Estaban a punto de forzar el acceso al muro cuando Numaèl apareció para detenerlos. Con un gesto solemne y cargado de poder, canalizó un poderoso hechizo de radni elemental. La tierra bajo los pies de los traidores comenzó a temblar, resquebrajándose con una fuerza aterradora. En un instante, el suelo se abrió y se tragó a cinco de ellos, dejando tras de sí un silencio sepulcral que heló la sangre de los testigos.

Cuando los fieles de Numaèl llegaron para recuperar el Mitólor, encontraron a cuatro de los cinco sònegans muertos. El único superviviente, agonizante, era nada menos que Okempa, el hijo de Sylèwer, quien había trabajado en secreto para los Púrpuras durante el último año.
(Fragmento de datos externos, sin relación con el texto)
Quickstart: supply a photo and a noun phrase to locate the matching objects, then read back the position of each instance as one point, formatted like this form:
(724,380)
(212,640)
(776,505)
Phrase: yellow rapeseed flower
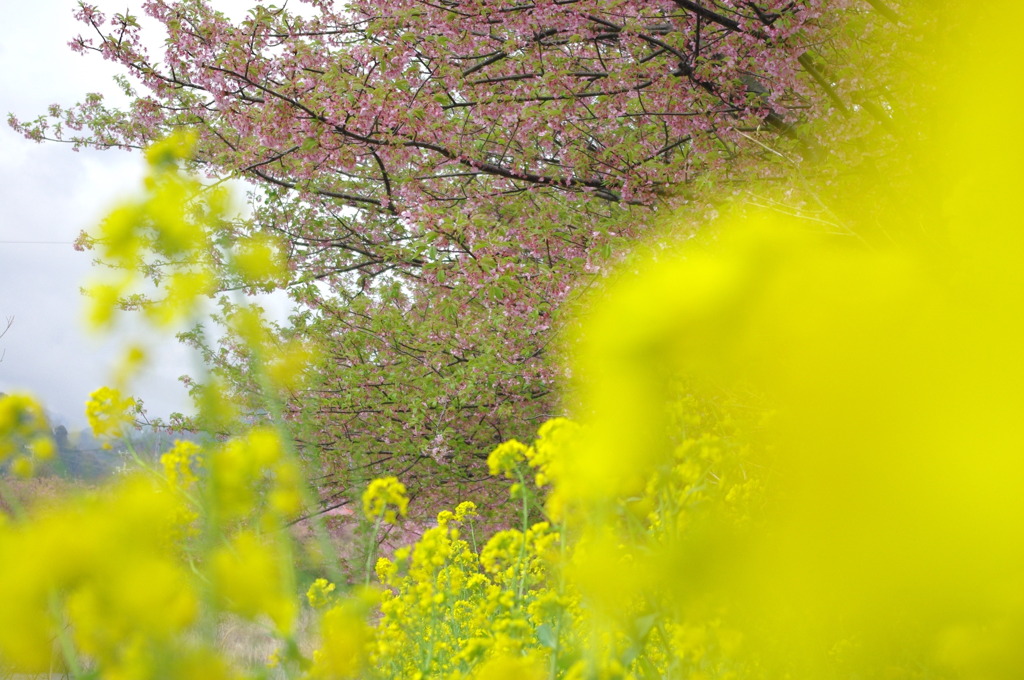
(109,412)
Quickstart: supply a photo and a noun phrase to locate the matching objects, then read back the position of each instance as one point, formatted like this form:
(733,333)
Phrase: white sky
(48,194)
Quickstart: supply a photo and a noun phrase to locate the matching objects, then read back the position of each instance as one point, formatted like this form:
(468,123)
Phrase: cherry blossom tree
(448,173)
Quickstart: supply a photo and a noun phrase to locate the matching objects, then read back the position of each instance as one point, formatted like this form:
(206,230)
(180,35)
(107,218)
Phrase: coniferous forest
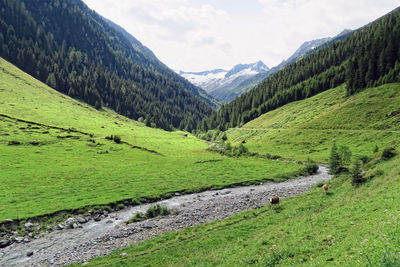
(77,52)
(369,57)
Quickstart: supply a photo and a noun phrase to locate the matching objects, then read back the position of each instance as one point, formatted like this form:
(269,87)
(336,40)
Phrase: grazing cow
(325,188)
(274,201)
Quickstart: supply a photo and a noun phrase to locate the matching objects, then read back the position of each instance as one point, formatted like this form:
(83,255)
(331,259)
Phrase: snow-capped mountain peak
(219,78)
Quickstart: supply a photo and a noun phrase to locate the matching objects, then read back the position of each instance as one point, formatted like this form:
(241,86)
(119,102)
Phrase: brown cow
(325,188)
(274,201)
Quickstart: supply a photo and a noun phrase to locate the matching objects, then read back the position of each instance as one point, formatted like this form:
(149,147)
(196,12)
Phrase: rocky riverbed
(84,240)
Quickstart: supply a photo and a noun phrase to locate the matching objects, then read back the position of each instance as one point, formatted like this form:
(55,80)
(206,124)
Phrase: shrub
(310,168)
(388,153)
(14,143)
(115,138)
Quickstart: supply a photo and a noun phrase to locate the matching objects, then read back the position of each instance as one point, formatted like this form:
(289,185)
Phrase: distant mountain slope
(220,83)
(75,51)
(366,57)
(223,89)
(154,64)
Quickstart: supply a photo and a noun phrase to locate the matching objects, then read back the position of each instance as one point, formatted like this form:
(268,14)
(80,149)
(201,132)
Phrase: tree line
(368,57)
(75,51)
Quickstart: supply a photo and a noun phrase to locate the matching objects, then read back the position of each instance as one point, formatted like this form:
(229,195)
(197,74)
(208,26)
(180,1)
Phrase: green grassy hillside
(350,226)
(305,129)
(63,160)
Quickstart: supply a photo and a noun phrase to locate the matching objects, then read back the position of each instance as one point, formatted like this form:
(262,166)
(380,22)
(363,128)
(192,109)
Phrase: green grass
(305,129)
(351,226)
(70,173)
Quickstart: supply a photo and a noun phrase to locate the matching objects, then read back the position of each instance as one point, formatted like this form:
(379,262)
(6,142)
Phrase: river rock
(30,225)
(4,243)
(81,219)
(19,239)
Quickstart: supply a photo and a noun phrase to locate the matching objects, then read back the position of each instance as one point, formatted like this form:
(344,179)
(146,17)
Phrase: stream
(99,238)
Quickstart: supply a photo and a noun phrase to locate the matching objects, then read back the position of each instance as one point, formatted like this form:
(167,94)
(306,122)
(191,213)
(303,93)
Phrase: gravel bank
(100,238)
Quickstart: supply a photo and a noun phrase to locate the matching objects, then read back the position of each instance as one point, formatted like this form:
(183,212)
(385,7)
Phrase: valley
(108,157)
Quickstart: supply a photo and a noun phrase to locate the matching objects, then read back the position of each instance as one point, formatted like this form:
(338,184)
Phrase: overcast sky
(197,35)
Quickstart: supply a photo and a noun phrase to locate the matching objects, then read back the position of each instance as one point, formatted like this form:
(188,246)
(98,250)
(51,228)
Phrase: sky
(198,35)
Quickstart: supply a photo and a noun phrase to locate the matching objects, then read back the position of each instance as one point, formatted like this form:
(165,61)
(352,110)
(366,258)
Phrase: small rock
(29,225)
(4,243)
(19,239)
(81,219)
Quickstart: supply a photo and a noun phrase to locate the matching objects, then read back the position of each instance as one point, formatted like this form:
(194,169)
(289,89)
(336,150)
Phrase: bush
(388,153)
(115,138)
(310,168)
(364,159)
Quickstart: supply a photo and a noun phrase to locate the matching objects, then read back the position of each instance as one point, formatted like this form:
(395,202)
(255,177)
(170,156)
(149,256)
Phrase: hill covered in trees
(370,57)
(77,52)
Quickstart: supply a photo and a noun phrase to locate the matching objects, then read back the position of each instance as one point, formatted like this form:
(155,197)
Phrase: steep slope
(305,129)
(348,226)
(369,57)
(220,83)
(57,154)
(75,51)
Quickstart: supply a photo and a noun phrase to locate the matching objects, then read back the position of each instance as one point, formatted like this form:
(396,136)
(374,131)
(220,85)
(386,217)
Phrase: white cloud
(196,35)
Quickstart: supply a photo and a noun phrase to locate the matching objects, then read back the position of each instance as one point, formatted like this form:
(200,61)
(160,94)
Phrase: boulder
(30,225)
(4,243)
(81,219)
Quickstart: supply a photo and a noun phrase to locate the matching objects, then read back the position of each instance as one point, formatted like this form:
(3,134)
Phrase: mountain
(219,86)
(362,58)
(79,53)
(153,63)
(220,83)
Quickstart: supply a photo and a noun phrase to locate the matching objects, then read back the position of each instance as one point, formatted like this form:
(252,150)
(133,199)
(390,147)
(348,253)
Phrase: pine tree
(356,173)
(334,160)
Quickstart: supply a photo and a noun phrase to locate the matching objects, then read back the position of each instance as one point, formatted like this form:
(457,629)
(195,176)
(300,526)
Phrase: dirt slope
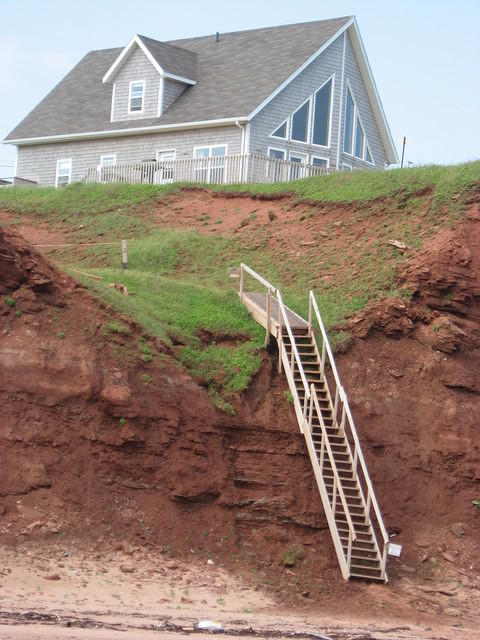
(101,447)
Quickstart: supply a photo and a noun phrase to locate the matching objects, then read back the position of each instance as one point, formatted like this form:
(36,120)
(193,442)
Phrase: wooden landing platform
(256,303)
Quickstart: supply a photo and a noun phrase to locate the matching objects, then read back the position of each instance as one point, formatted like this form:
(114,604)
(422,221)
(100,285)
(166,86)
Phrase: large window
(212,168)
(165,171)
(64,172)
(136,96)
(310,123)
(354,140)
(349,119)
(321,115)
(300,123)
(281,131)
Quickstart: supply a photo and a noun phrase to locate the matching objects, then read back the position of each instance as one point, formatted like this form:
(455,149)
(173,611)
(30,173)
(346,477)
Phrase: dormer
(147,77)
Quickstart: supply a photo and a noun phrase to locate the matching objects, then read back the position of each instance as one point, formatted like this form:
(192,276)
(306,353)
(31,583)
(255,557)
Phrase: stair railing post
(280,340)
(241,282)
(310,414)
(269,299)
(310,314)
(349,550)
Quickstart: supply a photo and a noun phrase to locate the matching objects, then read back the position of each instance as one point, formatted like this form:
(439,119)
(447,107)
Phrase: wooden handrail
(333,464)
(344,401)
(278,295)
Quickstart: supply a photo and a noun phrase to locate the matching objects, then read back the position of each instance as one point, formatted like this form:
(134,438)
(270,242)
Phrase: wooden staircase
(358,533)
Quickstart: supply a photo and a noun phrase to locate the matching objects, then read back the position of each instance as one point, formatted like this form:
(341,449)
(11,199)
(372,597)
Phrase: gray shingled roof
(174,60)
(234,76)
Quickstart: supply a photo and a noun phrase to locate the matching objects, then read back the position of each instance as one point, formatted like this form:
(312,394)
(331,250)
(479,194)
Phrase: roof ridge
(280,26)
(167,43)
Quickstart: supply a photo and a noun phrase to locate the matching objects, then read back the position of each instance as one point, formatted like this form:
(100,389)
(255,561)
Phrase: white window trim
(320,158)
(304,156)
(367,146)
(210,147)
(362,157)
(69,160)
(330,119)
(161,89)
(136,112)
(112,111)
(276,149)
(356,115)
(287,129)
(309,122)
(160,151)
(108,155)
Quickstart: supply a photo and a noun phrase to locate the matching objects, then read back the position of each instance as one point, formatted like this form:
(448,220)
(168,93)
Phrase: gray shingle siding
(291,97)
(354,79)
(39,162)
(171,91)
(137,68)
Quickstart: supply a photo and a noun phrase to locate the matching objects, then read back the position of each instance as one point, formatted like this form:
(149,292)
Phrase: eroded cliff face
(103,447)
(94,448)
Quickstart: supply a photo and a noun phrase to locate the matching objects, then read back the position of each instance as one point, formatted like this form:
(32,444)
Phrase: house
(300,94)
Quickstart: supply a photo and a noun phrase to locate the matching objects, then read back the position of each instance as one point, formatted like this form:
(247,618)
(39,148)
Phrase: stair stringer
(305,430)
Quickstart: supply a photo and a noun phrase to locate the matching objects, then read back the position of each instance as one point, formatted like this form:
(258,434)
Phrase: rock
(116,394)
(458,530)
(127,548)
(127,569)
(449,558)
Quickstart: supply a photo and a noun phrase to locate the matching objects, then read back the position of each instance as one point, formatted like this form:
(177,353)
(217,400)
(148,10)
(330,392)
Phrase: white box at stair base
(394,550)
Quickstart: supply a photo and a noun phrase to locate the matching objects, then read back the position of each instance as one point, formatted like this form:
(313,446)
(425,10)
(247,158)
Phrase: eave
(116,133)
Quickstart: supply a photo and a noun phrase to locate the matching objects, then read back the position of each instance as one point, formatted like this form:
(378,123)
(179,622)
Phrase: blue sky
(425,55)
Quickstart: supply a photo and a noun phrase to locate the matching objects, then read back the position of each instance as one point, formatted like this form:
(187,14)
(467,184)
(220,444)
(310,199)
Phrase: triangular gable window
(355,141)
(321,115)
(281,132)
(300,122)
(310,123)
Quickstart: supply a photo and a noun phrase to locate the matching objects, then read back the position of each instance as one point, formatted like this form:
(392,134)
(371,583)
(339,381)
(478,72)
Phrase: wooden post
(241,283)
(124,255)
(267,337)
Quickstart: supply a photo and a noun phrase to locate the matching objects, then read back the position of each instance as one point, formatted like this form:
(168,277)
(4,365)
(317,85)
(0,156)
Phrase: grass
(178,282)
(363,186)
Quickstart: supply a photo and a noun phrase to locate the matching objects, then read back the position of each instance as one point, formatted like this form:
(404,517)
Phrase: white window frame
(303,157)
(309,123)
(330,120)
(277,149)
(367,146)
(165,173)
(137,111)
(327,160)
(161,152)
(356,115)
(287,130)
(108,155)
(209,167)
(362,157)
(57,176)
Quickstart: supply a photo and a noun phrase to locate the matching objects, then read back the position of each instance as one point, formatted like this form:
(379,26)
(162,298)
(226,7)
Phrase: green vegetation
(362,186)
(177,280)
(292,556)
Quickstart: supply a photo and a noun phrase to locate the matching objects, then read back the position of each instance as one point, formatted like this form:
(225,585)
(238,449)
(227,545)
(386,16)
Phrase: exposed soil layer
(105,451)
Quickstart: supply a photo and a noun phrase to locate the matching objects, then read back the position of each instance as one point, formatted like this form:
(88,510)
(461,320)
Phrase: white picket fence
(229,169)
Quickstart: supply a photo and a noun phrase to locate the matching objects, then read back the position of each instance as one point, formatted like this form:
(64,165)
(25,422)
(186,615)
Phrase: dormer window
(136,95)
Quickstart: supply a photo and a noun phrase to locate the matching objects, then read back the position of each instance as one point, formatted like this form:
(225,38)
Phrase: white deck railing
(230,169)
(342,417)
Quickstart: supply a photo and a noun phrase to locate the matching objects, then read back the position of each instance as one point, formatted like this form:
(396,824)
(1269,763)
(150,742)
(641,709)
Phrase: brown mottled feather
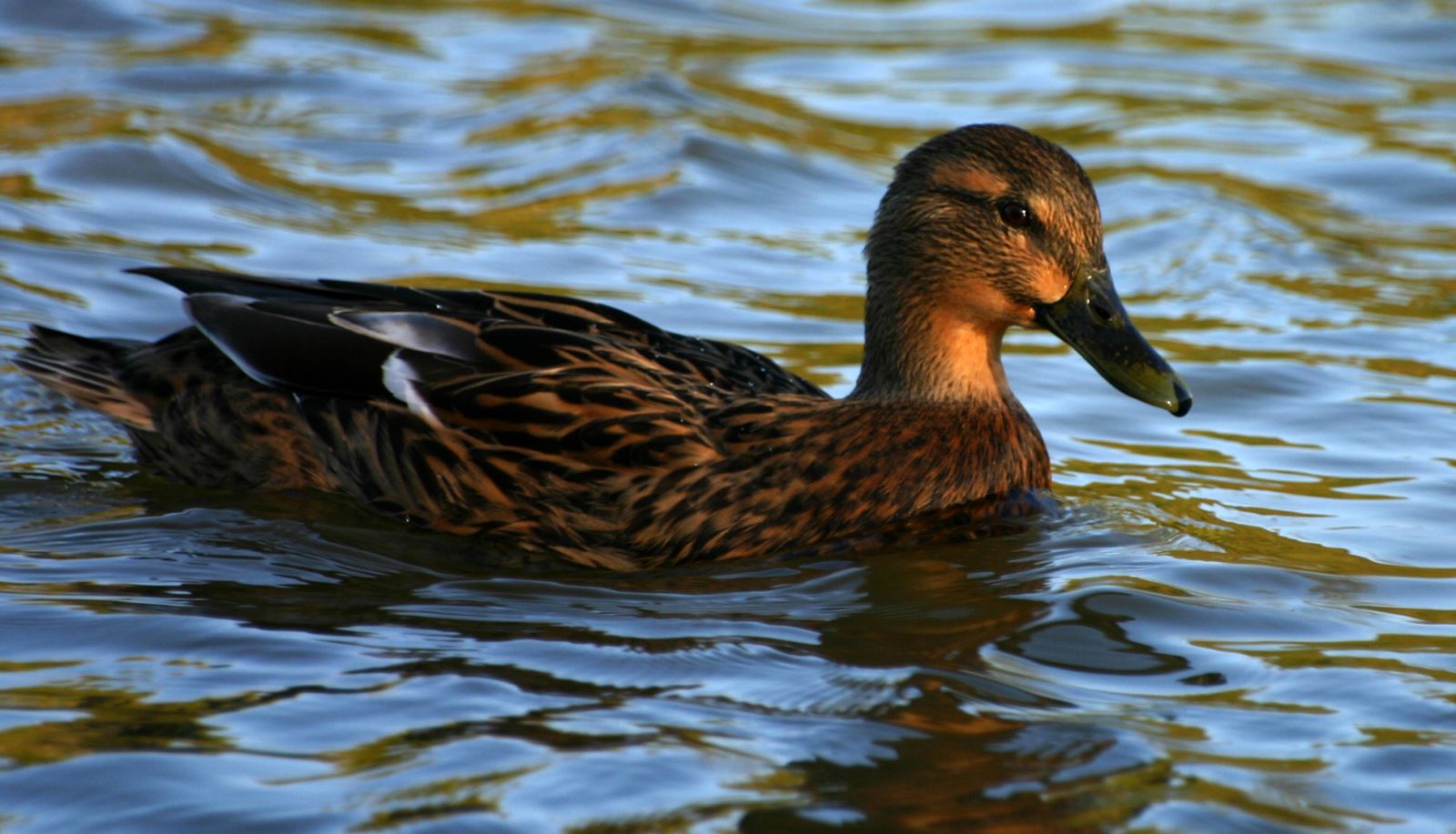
(572,428)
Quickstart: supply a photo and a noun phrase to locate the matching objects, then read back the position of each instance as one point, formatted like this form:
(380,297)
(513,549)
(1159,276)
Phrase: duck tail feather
(85,370)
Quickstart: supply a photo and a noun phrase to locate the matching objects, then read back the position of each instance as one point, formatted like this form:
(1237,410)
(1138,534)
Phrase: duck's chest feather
(810,477)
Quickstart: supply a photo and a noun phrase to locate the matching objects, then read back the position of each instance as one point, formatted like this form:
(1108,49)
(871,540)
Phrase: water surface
(1239,620)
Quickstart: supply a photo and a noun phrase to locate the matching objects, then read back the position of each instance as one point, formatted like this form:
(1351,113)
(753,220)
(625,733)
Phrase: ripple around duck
(1235,620)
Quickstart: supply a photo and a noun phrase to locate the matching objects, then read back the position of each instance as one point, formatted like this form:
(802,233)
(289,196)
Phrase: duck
(572,429)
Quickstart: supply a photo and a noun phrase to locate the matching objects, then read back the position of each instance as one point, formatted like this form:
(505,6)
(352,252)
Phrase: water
(1242,620)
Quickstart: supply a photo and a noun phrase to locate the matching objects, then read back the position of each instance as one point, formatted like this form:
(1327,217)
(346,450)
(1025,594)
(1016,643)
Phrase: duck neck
(919,349)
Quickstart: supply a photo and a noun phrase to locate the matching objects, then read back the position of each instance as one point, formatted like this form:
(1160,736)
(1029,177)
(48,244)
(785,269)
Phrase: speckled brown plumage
(572,428)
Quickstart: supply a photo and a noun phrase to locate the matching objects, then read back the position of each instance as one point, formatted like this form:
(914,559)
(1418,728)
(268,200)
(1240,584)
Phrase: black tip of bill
(1092,320)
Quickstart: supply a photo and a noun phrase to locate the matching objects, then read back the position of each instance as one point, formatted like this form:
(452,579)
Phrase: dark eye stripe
(967,196)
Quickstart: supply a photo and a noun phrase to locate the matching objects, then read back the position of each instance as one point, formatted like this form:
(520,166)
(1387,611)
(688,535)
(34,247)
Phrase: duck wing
(313,335)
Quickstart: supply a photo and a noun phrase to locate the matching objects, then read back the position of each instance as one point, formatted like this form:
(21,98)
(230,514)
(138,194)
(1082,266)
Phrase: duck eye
(1014,215)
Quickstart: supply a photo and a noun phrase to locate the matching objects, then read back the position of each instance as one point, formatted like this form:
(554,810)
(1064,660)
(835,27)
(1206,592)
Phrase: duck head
(986,227)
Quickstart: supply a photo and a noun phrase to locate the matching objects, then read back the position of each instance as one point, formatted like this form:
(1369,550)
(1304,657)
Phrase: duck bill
(1092,320)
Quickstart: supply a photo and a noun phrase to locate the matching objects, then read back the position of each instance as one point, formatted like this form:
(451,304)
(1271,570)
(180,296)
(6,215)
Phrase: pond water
(1242,620)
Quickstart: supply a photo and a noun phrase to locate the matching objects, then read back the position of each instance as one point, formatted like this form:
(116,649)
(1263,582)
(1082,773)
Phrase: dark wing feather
(290,346)
(724,367)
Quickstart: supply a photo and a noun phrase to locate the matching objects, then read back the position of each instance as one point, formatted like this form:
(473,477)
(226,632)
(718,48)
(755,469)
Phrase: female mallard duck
(572,428)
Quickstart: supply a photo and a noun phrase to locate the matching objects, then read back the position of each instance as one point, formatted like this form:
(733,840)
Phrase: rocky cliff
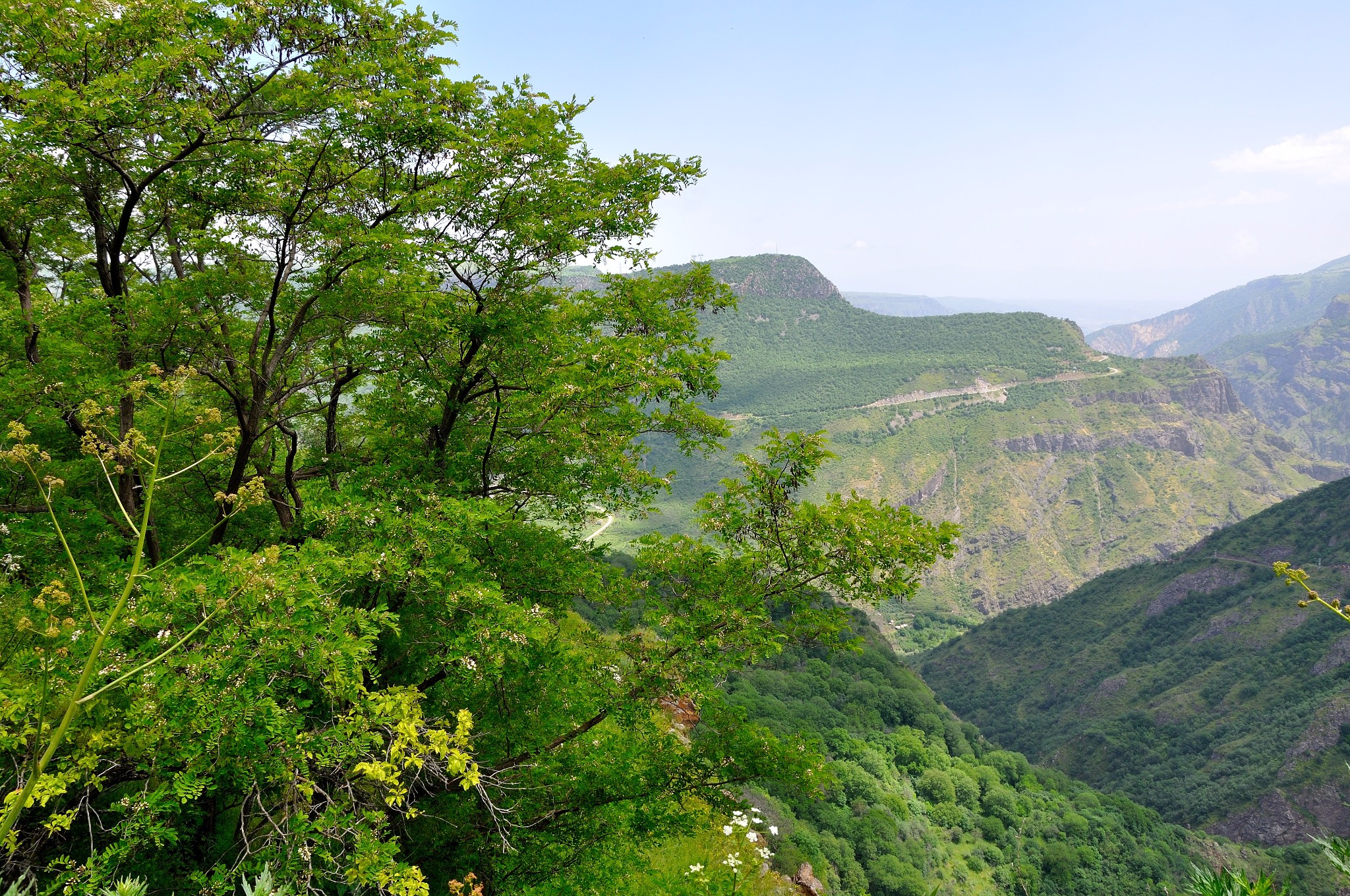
(1264,305)
(1299,385)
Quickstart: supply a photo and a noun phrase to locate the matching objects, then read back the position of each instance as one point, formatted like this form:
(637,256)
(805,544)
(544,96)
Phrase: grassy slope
(1262,305)
(1036,522)
(1299,382)
(1202,710)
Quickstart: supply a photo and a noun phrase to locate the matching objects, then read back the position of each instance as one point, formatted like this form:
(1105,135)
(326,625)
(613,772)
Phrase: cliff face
(1195,685)
(1057,463)
(1299,385)
(1260,306)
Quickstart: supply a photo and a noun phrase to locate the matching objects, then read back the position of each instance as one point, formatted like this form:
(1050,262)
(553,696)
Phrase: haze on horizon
(1098,162)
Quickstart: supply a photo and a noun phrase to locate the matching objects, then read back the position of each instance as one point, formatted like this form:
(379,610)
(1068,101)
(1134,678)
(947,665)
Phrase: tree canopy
(304,437)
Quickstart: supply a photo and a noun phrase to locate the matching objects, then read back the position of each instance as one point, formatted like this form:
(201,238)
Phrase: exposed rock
(1146,397)
(1053,443)
(1225,621)
(1210,393)
(1324,472)
(928,489)
(1324,732)
(1337,656)
(1301,385)
(806,882)
(1200,582)
(1180,439)
(1272,822)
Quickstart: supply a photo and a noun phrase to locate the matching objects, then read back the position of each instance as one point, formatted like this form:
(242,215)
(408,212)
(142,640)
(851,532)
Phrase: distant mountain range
(904,305)
(1195,686)
(1264,305)
(1060,463)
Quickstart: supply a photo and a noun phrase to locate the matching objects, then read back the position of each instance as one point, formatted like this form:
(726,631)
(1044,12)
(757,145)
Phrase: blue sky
(1098,161)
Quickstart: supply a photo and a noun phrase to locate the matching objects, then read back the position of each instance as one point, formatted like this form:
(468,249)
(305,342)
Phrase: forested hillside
(1195,686)
(1057,462)
(1266,305)
(918,800)
(1299,383)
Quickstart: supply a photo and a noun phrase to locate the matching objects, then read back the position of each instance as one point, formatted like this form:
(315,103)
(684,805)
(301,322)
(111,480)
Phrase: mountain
(1195,686)
(905,305)
(898,304)
(1264,305)
(1060,463)
(921,800)
(1299,383)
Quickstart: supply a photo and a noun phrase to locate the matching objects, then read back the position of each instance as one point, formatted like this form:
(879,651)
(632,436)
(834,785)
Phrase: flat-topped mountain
(1195,686)
(1264,305)
(1060,463)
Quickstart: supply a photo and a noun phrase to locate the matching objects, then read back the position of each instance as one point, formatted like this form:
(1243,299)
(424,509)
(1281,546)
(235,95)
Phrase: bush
(1002,804)
(1060,861)
(1010,766)
(936,787)
(889,876)
(967,791)
(991,829)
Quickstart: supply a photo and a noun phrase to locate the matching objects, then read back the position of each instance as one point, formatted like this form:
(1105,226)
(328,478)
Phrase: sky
(1098,161)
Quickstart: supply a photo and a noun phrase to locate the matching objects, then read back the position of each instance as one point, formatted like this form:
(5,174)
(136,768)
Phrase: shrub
(936,786)
(889,876)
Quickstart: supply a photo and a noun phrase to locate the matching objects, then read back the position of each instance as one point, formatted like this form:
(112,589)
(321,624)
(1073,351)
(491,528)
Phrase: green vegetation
(1266,305)
(920,800)
(1196,686)
(1055,482)
(301,441)
(1299,383)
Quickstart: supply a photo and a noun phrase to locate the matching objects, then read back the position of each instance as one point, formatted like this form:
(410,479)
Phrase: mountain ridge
(1103,463)
(1261,305)
(1194,685)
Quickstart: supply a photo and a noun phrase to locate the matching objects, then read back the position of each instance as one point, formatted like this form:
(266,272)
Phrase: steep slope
(1264,305)
(921,800)
(1195,686)
(1299,383)
(1056,461)
(898,304)
(906,305)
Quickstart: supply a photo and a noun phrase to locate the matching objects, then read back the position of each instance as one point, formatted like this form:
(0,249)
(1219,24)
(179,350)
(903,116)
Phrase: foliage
(305,435)
(1053,482)
(1194,686)
(1206,882)
(1295,382)
(920,799)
Sylèwer corrió hacia su hijo, desesperado por salvarlo, pero una estaca de madera atravesaba su pecho, dejando claro que no había esperanza. En sus últimos momentos, Okempa, con voz débil y cargada de arrepentimiento, pidió perdón a su padre por haberle fallado. Entre lágrimas y desconsuelo, el comandante de los Verdes sostuvo a su hijo hasta que exhaló su último aliento.

Este trágico incidente marcó el punto de quiebre en el frágil pacto de respeto mutuo entre los Verdes y los Púrpuras. La tribu exiliada declaró abiertamente la guerra a sus hermanos, justificando su enemistad en la decisión de Numaèl de perdonar la vida a la humana que había intentado robar el libro sagrado.

La división interna se agudizó aún más cuando varios seguidores de Numaèl, indignados por sus decisiones, abandonaron Àrolf para unirse a los Púrpuras.

Desde entonces, los sònegans han estado sumidos en un conflicto despiadado que persiste hasta el día de hoy, treinta y siete años después del fatídico día en que Kíria escapó de la sala sagrada con el Mitólor en sus manos.